For starters, every booth is getting its own pop-up striped tent, a generous gift from the Redberg family.
“The wooden booths we’ve had for years were great but were starting to show their age,” explains Melinda Redberg, who is chairing this year along with Paula Plating. “We think the new tents will give the whole event a festive, circus vibe.”
But the tents aren’t the only upgrade. This year the Carnival will move to wristbands instead of tickets. Sold in denominations of 5, 10 and 20, the wristbands will feature empty stars that workers will check off at each booth. One star equals one ticket. The new system will help younger children who can’t count out tickets, and prevent lost or stolen tickets.
One exception will be Children’s Corner, which will continue to operate on tickets because of the volume they sell. A ticket exchange booth will be located adjacent to the ever popular booth. When kids want to buy silly string, bomb bags or other Carnival classics, they will visit the exchange booth where workers will mark off their stars and hand them the equivalent in tickets.
New games this year include the Pirate Boat Race, Spider Toss, an inflatable Gladiator Joust and a NERF gun “Galactic Blast” shooting gallery. Children 48” and taller can see if they have what it takes to complete the new Ninja Warrior course set up on the Commons playground.
Perhaps the most exciting addition will be a drawing, featuring prizes such as a new iPad, bike and other fun prizes. Children can enter to win before and during the Carnival.

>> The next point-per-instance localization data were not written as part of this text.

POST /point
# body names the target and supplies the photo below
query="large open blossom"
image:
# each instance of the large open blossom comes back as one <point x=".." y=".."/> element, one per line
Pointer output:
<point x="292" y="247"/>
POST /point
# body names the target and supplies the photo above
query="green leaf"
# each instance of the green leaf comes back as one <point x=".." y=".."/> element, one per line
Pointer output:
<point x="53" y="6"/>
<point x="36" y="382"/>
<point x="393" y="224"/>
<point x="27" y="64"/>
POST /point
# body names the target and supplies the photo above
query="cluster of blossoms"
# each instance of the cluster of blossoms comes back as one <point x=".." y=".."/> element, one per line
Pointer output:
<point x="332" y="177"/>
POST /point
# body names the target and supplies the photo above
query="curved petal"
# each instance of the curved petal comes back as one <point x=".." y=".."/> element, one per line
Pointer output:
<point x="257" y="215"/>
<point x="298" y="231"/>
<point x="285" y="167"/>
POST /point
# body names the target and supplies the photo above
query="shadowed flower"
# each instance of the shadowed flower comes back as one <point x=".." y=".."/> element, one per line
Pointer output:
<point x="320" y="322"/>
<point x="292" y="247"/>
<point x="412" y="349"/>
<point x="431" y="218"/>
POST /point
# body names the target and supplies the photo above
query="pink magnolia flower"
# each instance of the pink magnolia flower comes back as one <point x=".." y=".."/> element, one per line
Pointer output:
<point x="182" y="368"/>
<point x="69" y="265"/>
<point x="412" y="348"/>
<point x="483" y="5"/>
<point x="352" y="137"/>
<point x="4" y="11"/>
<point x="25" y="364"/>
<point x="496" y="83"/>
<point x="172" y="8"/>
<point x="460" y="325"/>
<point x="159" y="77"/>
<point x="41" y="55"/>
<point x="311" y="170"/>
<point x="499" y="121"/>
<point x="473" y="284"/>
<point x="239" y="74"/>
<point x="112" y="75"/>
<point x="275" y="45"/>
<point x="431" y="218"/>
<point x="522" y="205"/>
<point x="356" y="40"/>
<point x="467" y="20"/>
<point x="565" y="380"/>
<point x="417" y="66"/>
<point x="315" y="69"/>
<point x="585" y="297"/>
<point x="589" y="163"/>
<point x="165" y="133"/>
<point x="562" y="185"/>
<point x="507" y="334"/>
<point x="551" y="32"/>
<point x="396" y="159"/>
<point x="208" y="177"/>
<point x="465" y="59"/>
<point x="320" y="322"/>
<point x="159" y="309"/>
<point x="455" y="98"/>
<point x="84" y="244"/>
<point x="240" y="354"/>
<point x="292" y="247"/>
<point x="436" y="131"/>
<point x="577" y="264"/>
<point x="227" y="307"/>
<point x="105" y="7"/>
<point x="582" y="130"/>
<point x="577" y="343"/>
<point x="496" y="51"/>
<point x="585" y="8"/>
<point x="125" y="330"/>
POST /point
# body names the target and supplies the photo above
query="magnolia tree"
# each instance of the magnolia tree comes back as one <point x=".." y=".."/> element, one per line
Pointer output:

Parents can find their own prizes at Carnival Kitchen, where you can get everything you need for a dinner you don’t have to cook. Co-chairs Heather Naggar and Anne Carr are already hard at work stocking the popular booth. In addition to homemade casseroles they are encouraging donations such enchiladas, lasagna, soups and other original goodies.
The Carnival’s 30-plus booths are staffed by parents and friends of LMS. In fact, virtually every parent is needed to contribute in some way in order for Carnival to be a success.
“It truly couldn’t happen without parent and community volunteers,” says Plating. “We are always so grateful and a little awestruck at how it comes together every year. It’s like Lookout Mountain magic.”